Alguns momentos em que as mulheres foram maravilhosas
Menstruação
A nadadora chinesa Fu Yuanhui virou notícia depois que revelou um dos motivos pelos quais acreditavam ter ido mal em uma prova de revezamento. “Minha menstruação desceu ontem e eu me senti muito cansada hoje”, comentou Fu. Através da internet, espectadores se disseram impressionados pela forma como ela falava abertamente sobre um “tabu”. Antes, a nadadora já havia viralizado ao descobrir que havia conquistado uma medalha de bronze nos 100m costas através de uma repórter, depois da competição.
Dando uma mãozinha
Em uma competição dos 5.000 metros feminino, a norte-americana Abbey D’Agostino tropeçou no calcanhar da neozelandesa Nikki Hamblin levando as duas corredoras para o chão. Quando Nikki se levantou, percebeu que Abbey tinha machucado o tornozelo. Ela ajudou a concorrente a se levantar e, juntas, terminaram a prova. A neozelandesa ficou em último e a norte-americana em penúltimo e, ao cruzarem a linha de chegada, as duas se abraçaram. Apesar do resultado, Abbey e Nikki disputaram a final.
Super Medalhista
Na última quarta (17), a japonesa Kaori Icho tornou-se a primeira mulher a ser tetracampeã olímpica em uma prova individual. A conquista veio na categoria até 58kg da luta livre feminina. Até então, em Olimpíadas, só cinco atletas tinha sido tetracampeões: Paul Elvstrom, da Dinamarca, na vela, entre 1948 e 1960; Al Oerter, dos EUA, no lançamento de disco, entre 1956 e 1968; Carl Lewis, também norte-americano, no salto em distância, entre 1984 e 1996; e Ben Ainslie, britânico, na vela, além de Phelps, tetra nos 200 metros borboleta.
Sou a primeira!
Quando recebeu sua segunda medalha de ouro na Rio 2016, a ginasta norte-americana lacrou com a frase: “Não sou a próxima Usain Bolt ou Michael Phelps.
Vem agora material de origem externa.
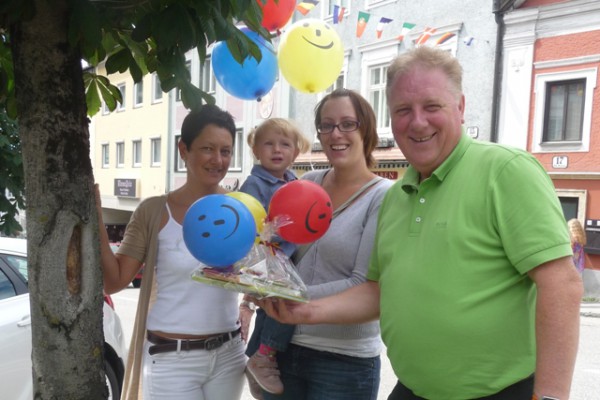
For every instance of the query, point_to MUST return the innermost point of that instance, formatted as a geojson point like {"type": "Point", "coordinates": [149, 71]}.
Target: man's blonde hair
{"type": "Point", "coordinates": [427, 58]}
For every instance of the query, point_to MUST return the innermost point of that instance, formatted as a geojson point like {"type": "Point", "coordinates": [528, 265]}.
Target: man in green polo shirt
{"type": "Point", "coordinates": [471, 273]}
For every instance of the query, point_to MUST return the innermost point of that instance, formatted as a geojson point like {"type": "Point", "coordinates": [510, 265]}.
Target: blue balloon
{"type": "Point", "coordinates": [250, 80]}
{"type": "Point", "coordinates": [218, 230]}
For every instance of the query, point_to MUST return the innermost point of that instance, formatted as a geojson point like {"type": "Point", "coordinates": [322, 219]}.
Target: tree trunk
{"type": "Point", "coordinates": [64, 270]}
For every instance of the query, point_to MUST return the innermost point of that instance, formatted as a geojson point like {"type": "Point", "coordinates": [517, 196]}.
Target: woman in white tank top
{"type": "Point", "coordinates": [186, 342]}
Sou a primeira Simone Biles”. Com cinco medalhas nesta Olimpíada, sendo quatro de ouro, ela já é considerada a maior ginasta de todos os tempos e vive ouvindo comparações com seu conterrâneo da natação. Biles também ganhou repercussão ao elogiar a performance da Flávia Saraiva na final da barra de equilíbrio. “Achei que a medalha seria dela, vi a série e achei ótima”.
De praia
A imagem da partida de vôlei de praia entre as egípcias Doaa Elghobashy e Nada Meawad e as alemãs Kira Walkenhorst e Laura Ludwig correu o mundo. Nela, ve-se as diferenças culturais através das vestimentas, como o uso do hijab (véu), seguindo a tradição conservadora islâmica. Mas a participação das egípcias foi marcante por ser a primeira dupla egípcia a competir no vôlei de praia em uma Olimpíada. “Uso o hijab há dez anos. Ele não me impede de fazer as coisas que eu amo, e o vôlei de praia é uma delas”, afirmou Elghobashy à Associated Press.
Judoca de ouro
Rafaela Silva conquistou a primeira medalha de ouro do Time Brasil. Negra, homossexual e vinda da Cidade de Deus, a judoca foi vítima de racismo após a eliminação nas Olimpíadas de Londres, em 2012. Em declarações à imprensa, Rafaela contou que foi chamada de “macaca” e de “lixo”. Londres foi sua primeira Olimpíada e, à época, a judoca só tinha 19 anos. Quatro anos depois de receber as críticas, a resposta foi o lugar mais nobre do pódio. Pouco depois, Mayra Aguiar também conquistou ao uma medalha no judô, dessa vez, de bronze.